Two Decent Ways to Protect Your WordPress Site
Protect Your WordPress Files and Database from Scripts
There are people who have nothing better to do with their time than go and try to break into WordPress pages and cause havoc. Here are two real easy ways of protecting your sites other than making a real difficult password.
1. Do not use the default name admin. The easiest way for someone to guess your password is to use a script that uses admin as the default administrative login name. Simply use another name. If you already have admin used then you can create a new administrator then take away the admin rights. I also use a tool to tell me how many times my site gets hit per day by people trying to use admin to login. I was shocked when I first read the report.
2. All database tables in WordPress have a naming scheme which makes it easy for scripts to alter the database through either mysql or php. When you’re configuring the wp-config.php file change the database prefix to something a little different than wp_ this will throw off the scripts looking for the default WordPress schema and throw them off their tracks.
There are other ways of protecting WordPress such as using htaccess to block certain countries or IPs from visiting your site.
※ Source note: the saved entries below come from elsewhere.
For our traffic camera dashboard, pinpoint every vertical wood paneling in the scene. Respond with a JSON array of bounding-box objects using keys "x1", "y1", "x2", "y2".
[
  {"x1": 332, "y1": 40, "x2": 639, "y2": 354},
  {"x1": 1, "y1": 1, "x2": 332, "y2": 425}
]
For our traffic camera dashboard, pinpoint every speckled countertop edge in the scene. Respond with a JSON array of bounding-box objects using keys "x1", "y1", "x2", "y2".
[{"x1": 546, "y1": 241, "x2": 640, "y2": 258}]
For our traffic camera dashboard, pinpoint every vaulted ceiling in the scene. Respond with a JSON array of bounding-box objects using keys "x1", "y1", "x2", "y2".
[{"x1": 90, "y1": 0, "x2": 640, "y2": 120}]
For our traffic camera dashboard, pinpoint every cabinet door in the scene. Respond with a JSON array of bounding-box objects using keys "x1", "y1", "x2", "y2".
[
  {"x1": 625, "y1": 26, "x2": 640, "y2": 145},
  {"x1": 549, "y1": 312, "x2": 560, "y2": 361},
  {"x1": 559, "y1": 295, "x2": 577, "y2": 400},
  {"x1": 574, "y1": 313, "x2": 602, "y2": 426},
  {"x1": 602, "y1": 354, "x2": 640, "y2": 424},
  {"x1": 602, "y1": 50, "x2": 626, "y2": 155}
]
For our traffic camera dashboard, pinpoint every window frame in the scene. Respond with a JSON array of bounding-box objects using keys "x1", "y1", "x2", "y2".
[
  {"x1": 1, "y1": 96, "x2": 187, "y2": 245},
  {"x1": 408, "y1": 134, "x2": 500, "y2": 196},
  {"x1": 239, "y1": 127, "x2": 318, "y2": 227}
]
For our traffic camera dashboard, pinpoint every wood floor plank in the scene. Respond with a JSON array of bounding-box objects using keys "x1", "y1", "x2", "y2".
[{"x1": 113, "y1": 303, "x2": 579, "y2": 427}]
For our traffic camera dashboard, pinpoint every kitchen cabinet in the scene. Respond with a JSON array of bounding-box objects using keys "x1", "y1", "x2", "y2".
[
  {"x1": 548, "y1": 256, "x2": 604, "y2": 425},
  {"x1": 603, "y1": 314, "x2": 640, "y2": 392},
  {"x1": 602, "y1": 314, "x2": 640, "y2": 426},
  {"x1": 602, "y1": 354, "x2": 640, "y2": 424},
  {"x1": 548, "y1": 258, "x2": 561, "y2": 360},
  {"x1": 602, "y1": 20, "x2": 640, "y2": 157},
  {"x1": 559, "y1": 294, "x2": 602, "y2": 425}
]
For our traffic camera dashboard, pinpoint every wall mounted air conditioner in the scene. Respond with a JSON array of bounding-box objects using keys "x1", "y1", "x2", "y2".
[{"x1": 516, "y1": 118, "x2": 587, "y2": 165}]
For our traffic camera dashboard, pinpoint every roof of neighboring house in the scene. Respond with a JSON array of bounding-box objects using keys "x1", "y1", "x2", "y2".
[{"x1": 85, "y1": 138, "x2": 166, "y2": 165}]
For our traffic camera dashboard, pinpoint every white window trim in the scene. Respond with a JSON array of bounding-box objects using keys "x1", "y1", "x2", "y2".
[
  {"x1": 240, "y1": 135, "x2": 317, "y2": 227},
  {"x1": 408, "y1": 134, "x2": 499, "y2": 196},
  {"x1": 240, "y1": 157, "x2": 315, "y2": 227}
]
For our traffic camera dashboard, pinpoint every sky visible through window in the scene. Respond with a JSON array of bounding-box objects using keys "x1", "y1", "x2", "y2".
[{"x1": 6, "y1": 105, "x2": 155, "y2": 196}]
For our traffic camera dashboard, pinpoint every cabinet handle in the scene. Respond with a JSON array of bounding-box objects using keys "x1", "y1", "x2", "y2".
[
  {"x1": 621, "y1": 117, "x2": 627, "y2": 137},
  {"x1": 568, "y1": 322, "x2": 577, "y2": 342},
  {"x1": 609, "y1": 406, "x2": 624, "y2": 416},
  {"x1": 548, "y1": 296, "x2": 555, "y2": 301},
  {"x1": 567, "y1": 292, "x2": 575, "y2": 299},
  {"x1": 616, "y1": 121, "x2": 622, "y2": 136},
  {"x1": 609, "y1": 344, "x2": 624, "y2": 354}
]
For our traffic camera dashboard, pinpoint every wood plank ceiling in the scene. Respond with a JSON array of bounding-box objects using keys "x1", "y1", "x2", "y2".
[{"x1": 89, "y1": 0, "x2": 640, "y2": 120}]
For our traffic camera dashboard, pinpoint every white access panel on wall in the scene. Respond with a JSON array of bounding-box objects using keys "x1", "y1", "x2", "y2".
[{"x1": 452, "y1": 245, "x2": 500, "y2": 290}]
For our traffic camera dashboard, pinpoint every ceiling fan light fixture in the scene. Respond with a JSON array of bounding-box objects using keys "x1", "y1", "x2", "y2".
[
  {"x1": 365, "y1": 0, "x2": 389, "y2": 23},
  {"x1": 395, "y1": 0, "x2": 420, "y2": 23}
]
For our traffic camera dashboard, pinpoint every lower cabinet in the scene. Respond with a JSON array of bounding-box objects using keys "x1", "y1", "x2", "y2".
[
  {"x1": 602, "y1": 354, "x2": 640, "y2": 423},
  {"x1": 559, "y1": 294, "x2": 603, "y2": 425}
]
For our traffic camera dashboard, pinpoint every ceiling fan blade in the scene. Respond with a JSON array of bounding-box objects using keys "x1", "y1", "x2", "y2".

Of course then you take the risk of users from these sites not seeing your content, but if you will notice there are two very big countries who try to hack all the time or put irrelevant comments in your site and they usually come from very distinct blocks of IP addresses. If these are blocked then the problem is solved almost immediately.
There are many other ways of protecting your site, but these are probably the easiest and fastest to implement. It will save you hours of rebuilding your site.